Le changement climatique intensifie ces menaces. Madagascar connaît des sécheresses plus fréquentes et plus sévères dans le sud, ainsi que des cyclones et des inondations plus intenses dans les régions centrales et septentrionales, poussant des millions de personnes à migrer à travers le pays et accentuant la pression sur les forêts et les pêcheries. Le réchauffement des océans provoque également une mortalité massive des récifs coralliens, affectant les écosystèmes marins et les moyens de subsistance côtiers.
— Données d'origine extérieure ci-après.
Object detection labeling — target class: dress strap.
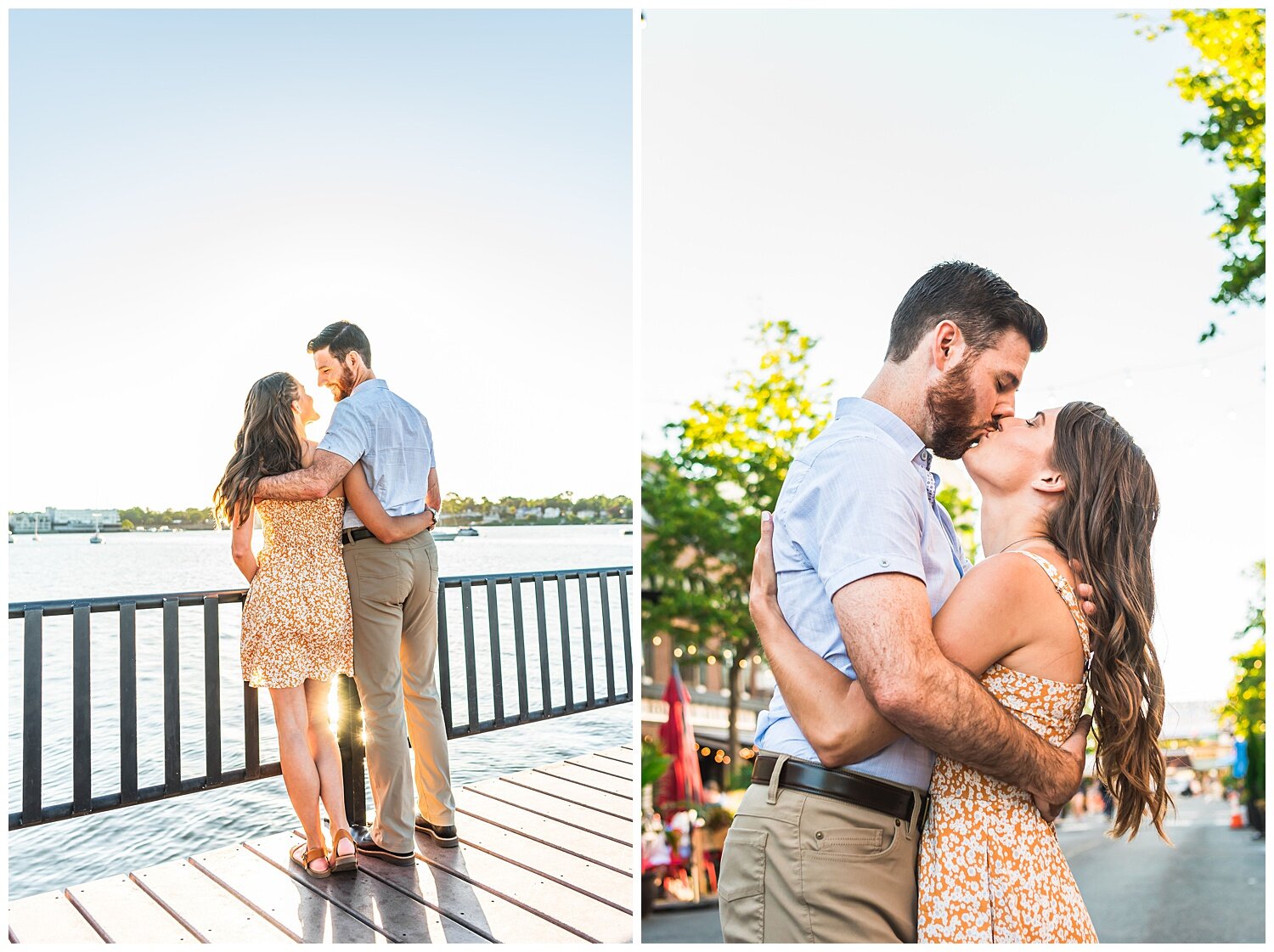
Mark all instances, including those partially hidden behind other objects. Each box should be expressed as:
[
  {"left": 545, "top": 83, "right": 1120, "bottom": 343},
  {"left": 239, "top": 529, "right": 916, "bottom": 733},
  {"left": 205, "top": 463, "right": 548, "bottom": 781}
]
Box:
[{"left": 1009, "top": 549, "right": 1093, "bottom": 680}]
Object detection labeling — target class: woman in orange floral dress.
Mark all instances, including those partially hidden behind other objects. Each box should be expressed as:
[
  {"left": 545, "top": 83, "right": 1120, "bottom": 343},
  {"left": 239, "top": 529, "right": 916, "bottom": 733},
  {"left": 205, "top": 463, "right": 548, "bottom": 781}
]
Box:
[
  {"left": 752, "top": 403, "right": 1170, "bottom": 943},
  {"left": 216, "top": 372, "right": 432, "bottom": 878}
]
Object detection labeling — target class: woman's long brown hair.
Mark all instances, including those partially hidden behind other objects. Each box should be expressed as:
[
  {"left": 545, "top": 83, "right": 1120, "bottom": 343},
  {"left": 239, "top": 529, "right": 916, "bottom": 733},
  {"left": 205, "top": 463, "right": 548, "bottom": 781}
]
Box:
[
  {"left": 213, "top": 371, "right": 305, "bottom": 525},
  {"left": 1047, "top": 403, "right": 1172, "bottom": 840}
]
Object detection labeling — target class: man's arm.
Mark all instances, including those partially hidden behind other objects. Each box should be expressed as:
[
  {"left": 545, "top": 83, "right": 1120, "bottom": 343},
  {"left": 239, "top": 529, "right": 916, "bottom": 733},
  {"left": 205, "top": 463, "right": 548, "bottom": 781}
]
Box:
[
  {"left": 832, "top": 572, "right": 1083, "bottom": 803},
  {"left": 256, "top": 450, "right": 354, "bottom": 499},
  {"left": 425, "top": 466, "right": 443, "bottom": 510}
]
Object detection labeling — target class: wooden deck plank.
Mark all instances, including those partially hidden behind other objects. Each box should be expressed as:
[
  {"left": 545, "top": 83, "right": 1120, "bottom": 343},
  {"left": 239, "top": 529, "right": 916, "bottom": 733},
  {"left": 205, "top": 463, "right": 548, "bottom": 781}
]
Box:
[
  {"left": 456, "top": 815, "right": 634, "bottom": 911},
  {"left": 501, "top": 769, "right": 634, "bottom": 820},
  {"left": 132, "top": 860, "right": 296, "bottom": 943},
  {"left": 465, "top": 779, "right": 637, "bottom": 843},
  {"left": 417, "top": 836, "right": 634, "bottom": 942},
  {"left": 596, "top": 746, "right": 637, "bottom": 763},
  {"left": 190, "top": 837, "right": 386, "bottom": 943},
  {"left": 567, "top": 753, "right": 637, "bottom": 787},
  {"left": 245, "top": 832, "right": 486, "bottom": 943},
  {"left": 9, "top": 892, "right": 106, "bottom": 944},
  {"left": 535, "top": 761, "right": 634, "bottom": 803},
  {"left": 66, "top": 876, "right": 199, "bottom": 944},
  {"left": 7, "top": 746, "right": 636, "bottom": 944},
  {"left": 456, "top": 790, "right": 636, "bottom": 876}
]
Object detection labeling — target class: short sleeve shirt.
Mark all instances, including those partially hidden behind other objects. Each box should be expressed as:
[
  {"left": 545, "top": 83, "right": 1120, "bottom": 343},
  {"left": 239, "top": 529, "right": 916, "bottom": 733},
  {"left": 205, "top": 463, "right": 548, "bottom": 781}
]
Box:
[
  {"left": 756, "top": 397, "right": 970, "bottom": 789},
  {"left": 318, "top": 379, "right": 437, "bottom": 529}
]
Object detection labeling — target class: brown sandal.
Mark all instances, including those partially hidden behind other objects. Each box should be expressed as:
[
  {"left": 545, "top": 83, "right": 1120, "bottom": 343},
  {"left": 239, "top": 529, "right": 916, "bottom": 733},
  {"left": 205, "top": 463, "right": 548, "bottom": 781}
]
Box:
[
  {"left": 288, "top": 843, "right": 331, "bottom": 879},
  {"left": 328, "top": 830, "right": 358, "bottom": 873}
]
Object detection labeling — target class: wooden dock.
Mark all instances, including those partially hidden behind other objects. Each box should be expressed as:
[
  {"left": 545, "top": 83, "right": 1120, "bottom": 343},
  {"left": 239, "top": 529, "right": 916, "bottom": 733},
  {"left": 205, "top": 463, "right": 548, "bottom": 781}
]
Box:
[{"left": 9, "top": 744, "right": 637, "bottom": 943}]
Environ 3,3 milliards de tonnes de carbone sont stockées dans les 9,5 millions d’hectares de forêts de Madagascar. La déforestation détruit non seulement les habitats de la faune, mais libère aussi du carbone, accélérant le changement climatique et réduisant la résilience naturelle de l’île face au climat.
Programmes et organisations de conservation à la tête de ces actions
Leadership gouvernemental et fondements scientifiques
Alain Liva Raharijaona, coordinateur du programme 30×30 au sein du ministère de l’Environnement et du Développement durable de Madagascar (MEDD), souligne l’importance de l’atelier de mars 2026 : "Pour la première fois depuis plus de trois décennies, nous savons exactement où concentrer nos efforts pour sauver la biodiversité terrestre de Madagascar. Cet atelier nous a apporté cette clarté, fondée sur les meilleures données scientifiques disponibles et portée collectivement par Madagascar."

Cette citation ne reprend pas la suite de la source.